Azure Security Center is a security monitoring service that shows up as an option in the Azure portal for protecting virtual machines and other elements that a tenant may use when tapping Azure datacenter infrastructure. The product previously was released at the preview stage back in December, but it’s notable for using the so-called “operational security graph” machine learning technology that was highlighted last year by CEO Satya Nadella.
The security graph essentially is signals data that gets collated at Microsoft’s Cyber Defense Operations Center in Redmond, Wash. Azure Security Center users get threat assessments in a dashboard view, based on that data. They may also get remediation advice to address the detected threats, as illustrated in this Microsoft video.
During the preview period, Microsoft dispensed “more than 500,000 recommendations to improve the security health” of Azure tenants, according to its announcement. The system detected more than “140,000 threats per month,” Microsoft claimed.

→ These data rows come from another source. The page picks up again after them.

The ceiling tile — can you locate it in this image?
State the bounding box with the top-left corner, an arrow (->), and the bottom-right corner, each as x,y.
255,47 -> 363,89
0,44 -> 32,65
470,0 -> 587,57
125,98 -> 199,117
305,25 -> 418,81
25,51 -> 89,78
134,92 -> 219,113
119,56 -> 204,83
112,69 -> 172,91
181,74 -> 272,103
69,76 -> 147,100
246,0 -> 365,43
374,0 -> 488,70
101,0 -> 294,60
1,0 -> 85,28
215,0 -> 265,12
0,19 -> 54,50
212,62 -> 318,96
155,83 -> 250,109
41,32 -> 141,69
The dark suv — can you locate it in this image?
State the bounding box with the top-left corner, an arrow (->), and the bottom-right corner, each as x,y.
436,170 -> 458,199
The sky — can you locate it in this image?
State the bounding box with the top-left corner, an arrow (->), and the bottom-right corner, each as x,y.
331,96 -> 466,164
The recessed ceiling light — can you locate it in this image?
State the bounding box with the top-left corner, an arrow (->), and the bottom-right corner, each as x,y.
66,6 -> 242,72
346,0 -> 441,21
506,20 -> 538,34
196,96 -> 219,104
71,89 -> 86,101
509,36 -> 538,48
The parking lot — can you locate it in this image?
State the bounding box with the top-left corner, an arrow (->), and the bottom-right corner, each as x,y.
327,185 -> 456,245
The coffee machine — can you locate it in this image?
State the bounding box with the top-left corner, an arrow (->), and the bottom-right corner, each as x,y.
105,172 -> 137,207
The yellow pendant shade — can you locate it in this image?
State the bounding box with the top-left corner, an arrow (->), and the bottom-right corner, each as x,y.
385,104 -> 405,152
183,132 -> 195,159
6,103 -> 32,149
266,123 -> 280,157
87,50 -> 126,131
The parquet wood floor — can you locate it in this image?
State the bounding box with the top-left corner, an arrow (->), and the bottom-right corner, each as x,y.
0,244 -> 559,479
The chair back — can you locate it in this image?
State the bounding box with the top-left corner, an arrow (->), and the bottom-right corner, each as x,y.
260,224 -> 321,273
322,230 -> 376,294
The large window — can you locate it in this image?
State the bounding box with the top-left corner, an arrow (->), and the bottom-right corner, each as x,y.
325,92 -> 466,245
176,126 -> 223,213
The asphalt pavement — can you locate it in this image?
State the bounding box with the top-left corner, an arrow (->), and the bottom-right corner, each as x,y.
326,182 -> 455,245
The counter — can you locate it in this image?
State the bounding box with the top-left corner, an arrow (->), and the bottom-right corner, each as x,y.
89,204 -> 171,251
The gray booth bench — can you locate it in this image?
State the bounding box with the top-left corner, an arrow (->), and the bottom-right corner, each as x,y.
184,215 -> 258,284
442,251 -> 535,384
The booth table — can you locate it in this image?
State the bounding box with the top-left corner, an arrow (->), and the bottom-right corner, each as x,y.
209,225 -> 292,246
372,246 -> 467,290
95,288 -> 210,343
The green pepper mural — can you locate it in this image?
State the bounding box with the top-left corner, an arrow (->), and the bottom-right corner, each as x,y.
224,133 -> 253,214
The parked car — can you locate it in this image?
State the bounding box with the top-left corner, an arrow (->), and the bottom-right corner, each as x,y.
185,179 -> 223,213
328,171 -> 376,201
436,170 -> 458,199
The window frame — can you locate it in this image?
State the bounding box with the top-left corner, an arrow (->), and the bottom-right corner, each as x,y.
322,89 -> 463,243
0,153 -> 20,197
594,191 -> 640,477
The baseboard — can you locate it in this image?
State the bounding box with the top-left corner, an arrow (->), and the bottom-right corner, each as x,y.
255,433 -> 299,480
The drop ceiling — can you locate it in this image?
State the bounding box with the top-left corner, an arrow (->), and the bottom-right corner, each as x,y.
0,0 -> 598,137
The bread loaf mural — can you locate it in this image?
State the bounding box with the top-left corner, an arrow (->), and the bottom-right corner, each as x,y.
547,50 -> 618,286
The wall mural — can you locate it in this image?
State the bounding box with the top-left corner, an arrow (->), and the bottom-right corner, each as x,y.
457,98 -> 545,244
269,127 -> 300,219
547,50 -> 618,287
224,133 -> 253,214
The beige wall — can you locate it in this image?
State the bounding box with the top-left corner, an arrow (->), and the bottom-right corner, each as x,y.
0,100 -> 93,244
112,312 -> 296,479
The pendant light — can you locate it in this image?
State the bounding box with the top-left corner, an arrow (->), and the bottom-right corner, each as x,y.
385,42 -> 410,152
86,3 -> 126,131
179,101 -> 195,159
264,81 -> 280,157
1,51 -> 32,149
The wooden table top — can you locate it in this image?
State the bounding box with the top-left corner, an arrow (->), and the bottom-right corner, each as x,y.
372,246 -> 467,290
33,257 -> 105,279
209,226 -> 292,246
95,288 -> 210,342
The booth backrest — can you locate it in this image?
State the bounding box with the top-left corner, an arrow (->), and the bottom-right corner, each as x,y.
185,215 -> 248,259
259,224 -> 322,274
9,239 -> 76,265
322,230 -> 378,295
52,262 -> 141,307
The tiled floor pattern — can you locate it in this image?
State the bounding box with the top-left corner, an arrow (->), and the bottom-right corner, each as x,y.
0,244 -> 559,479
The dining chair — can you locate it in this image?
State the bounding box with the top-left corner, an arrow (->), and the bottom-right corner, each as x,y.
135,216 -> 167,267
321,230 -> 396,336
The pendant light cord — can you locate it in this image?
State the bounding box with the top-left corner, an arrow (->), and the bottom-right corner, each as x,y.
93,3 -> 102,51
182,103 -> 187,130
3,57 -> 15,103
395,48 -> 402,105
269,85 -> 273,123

Microsoft’s threat information can be imported into a Power BI dashboard, Azure audit logs or other software programs, such as security information and event management (SIEM) solutions, according to Microsoft’s video. REST-based APIs are available for integration purposes.
Azure Security Center also provides hooks for Microsoft’s security solutions providers. Partners engaged in building so-called “next-generation firewalls” for the Azure Security Center include Cisco, Check Point and Fortinet, according to Microsoft. There’s also Web application firewall support from Barracuda, F5, Imperva and Trend Micro.
Microsoft added new features to Azure Security Center along the way. It streamlined getting security information into SIEM solutions from “HP, ArcSight, IBM, Qradar, Splunk, and others.” Linux distro monitoring now is more extensive. Users will get e-mail notifications for high-severity security alerts with the new product. The dashboard view was improved to show “a single view of an attack campaign.”
Microsoft also is promising that vulnerability assessment solutions from Qualys and other vendors will be available for integration in the Azure Security Center “in the coming weeks.”
Microsoft offers a “free” 90-day trial to test Azure Security Center, but you don’t get to see the advanced threat detection information during the trial, and users have to pay for the data storage costs, so it’s not exactly free. The Standard offering of Azure Security Center costs $15 per node per month, with storage of 500 MB per day included in that cost. A “node,” according to Microsoft’s pricing page, is a virtual machine in an Azure tenant, but other elements, such “Azure Cloud Services or SQL databases,” could get counted as nodes, the pricing page warned.
Lots of Azure Security Center documentation resources are currently available. A quick guide to them can be found in this Microsoft blog post.